The fairly self-explanatory MaxL commands follow. Set column width to 1028 (I do not know why — particularly since substitution variable names are limited to 320 characters, and values to 256 — but this length is the minimum required to avoid the familiar ‘truncation’ warning), login, extract the substitution variable, and logout.

MYVAR=$(echo ${MAXLOUT} | awk '{print $2}')

Finally, the content of MAXLOUT is piped to AWK which extracts the second token from the MaxL output line containing the variable, the first token being the name of the variable and the second being the variable value itself. AWK is used rather than, say, cut, only because it trims whitespace by default. Command substitution makes an encore to drop the result into the MYVAR variable.

And that’s it. Aside from being more elegant than writing out to a file, parsing that file and then cleaning it up, my favorite feature of this approach is that the script is entirely self-contained. No separate MaxL script is required, and no external output file is created at any point. This can be a worthwhile security benefit if (as in my use-case) the output itself contains sensitive information.

7 thoughts on “Use an Essbase Substitution Variable in a Shell Script

  1. Very nice. Isn’t Unix scripting wonderful? Imagine all of the extra maintenance involved in trying to do this with the JAPI.

    It’s been a decade since I’ve use the Essbase Perl Module (because it was such a pain to install, on many platforms you had to actually compile Perl yourself before it would work correctly) but that was the greatest scripting tool Essbase has ever known because it would give you stuff like sub var values back right into a variable — no awk or here documents necessary. Then you could make code branching decisions based upon their output all without ever logging out of Essbase.


    • Thanks Tim. “Isn’t Unix scripting wonderful?” – yes, I was amazed that when I finished it this was all accomplished (outside of my parameterizing the login and the MaxL commands themselves) with two or three lines of code, using universally available techniques.

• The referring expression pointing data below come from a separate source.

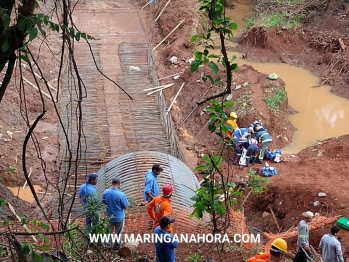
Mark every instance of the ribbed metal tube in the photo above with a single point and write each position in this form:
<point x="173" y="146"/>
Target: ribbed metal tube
<point x="131" y="168"/>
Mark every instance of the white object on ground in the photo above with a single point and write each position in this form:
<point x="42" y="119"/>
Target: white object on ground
<point x="174" y="59"/>
<point x="135" y="68"/>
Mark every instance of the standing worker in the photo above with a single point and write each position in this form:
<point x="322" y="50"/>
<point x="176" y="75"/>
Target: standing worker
<point x="239" y="145"/>
<point x="116" y="202"/>
<point x="303" y="234"/>
<point x="151" y="187"/>
<point x="262" y="136"/>
<point x="232" y="122"/>
<point x="86" y="192"/>
<point x="161" y="206"/>
<point x="276" y="253"/>
<point x="330" y="247"/>
<point x="252" y="151"/>
<point x="165" y="244"/>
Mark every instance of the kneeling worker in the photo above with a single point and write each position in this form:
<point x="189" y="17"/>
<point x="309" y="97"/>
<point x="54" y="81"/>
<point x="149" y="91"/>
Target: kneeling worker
<point x="276" y="253"/>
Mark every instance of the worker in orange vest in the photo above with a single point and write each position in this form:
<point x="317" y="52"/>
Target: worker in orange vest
<point x="276" y="253"/>
<point x="161" y="206"/>
<point x="232" y="122"/>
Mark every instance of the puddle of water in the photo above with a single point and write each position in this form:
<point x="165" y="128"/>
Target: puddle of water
<point x="321" y="114"/>
<point x="24" y="194"/>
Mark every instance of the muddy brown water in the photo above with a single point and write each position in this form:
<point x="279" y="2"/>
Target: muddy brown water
<point x="24" y="194"/>
<point x="320" y="114"/>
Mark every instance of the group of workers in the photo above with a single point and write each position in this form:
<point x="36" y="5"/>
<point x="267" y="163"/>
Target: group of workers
<point x="115" y="200"/>
<point x="329" y="246"/>
<point x="250" y="139"/>
<point x="158" y="207"/>
<point x="160" y="213"/>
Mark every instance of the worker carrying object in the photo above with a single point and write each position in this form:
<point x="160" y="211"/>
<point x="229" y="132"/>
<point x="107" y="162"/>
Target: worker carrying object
<point x="161" y="206"/>
<point x="232" y="122"/>
<point x="252" y="151"/>
<point x="276" y="253"/>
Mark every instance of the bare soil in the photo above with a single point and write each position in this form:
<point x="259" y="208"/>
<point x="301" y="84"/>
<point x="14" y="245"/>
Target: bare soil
<point x="319" y="168"/>
<point x="322" y="167"/>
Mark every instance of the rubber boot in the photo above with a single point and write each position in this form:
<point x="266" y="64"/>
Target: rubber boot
<point x="236" y="160"/>
<point x="247" y="161"/>
<point x="254" y="158"/>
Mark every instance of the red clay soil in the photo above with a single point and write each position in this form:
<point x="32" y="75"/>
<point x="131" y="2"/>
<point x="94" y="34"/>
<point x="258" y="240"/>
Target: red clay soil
<point x="320" y="168"/>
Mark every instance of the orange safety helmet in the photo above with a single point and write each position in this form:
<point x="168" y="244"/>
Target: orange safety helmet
<point x="279" y="245"/>
<point x="167" y="190"/>
<point x="233" y="115"/>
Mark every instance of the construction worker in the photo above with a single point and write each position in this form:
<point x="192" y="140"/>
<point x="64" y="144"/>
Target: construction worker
<point x="151" y="187"/>
<point x="275" y="254"/>
<point x="254" y="125"/>
<point x="87" y="191"/>
<point x="116" y="202"/>
<point x="161" y="206"/>
<point x="239" y="145"/>
<point x="232" y="122"/>
<point x="252" y="151"/>
<point x="165" y="244"/>
<point x="239" y="132"/>
<point x="303" y="234"/>
<point x="262" y="136"/>
<point x="330" y="248"/>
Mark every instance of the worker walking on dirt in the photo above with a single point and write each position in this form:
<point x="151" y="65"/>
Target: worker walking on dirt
<point x="165" y="243"/>
<point x="116" y="202"/>
<point x="252" y="151"/>
<point x="232" y="122"/>
<point x="303" y="234"/>
<point x="276" y="253"/>
<point x="87" y="192"/>
<point x="253" y="126"/>
<point x="239" y="145"/>
<point x="330" y="248"/>
<point x="161" y="206"/>
<point x="262" y="136"/>
<point x="151" y="187"/>
<point x="239" y="132"/>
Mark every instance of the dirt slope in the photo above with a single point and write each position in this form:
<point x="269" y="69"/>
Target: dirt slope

      I haven’t used the Perl module because I’ve been afraid of Perl, but I know the pain point only too well! ‘Simple’ tasks such as “shut down applications with no active sessions” require heavy duty parsing of output outside MaxL, dynamic creation of scripts etc. It’s not so much the fact that MaxL isn’t a full-featured scripting language (I can’t really expect Oracle to write that) as that there’s no good way to integrate MaxL into one (Perl excepted).

  2. Have you tried PowerShell on Windows? PS seems to have some better built in functions like shell scripting. They have similar command aliases between shell scripting and PowerShell, so your code might actually work on Windows as well.

  3. I accomplished something similar in Windows using report scripts. I needed to capture current year based on data found in a data table. Then armed with that value I set the year value. Then! with that value set as a substitution variable I was able to run a report script to generate a list of months for the current year where there is data. The last month, depending on outline order, would be the first or last record in the report script. A quick ‘tail’ or ‘head’ command would get the result for my next maxl command. I think it takes more steps in Windows but is possible to do without VBA.

    • Hi Evgeniy, thanks for the comment. I’m grabbing the subvar (which is primarily used in calc scripts) to use in the shell script, not the MaxL script – but yes, good point! Another option would be to hold this value be in a system environment variable which can also be referenced in both shell scripts and calc script, rather than holding the value in a subvar and then extracting it for use in a shell script. I believe the original justification for using a subvar was security-related.

      Obviously, the Unix techniques are well worth knowing regardless.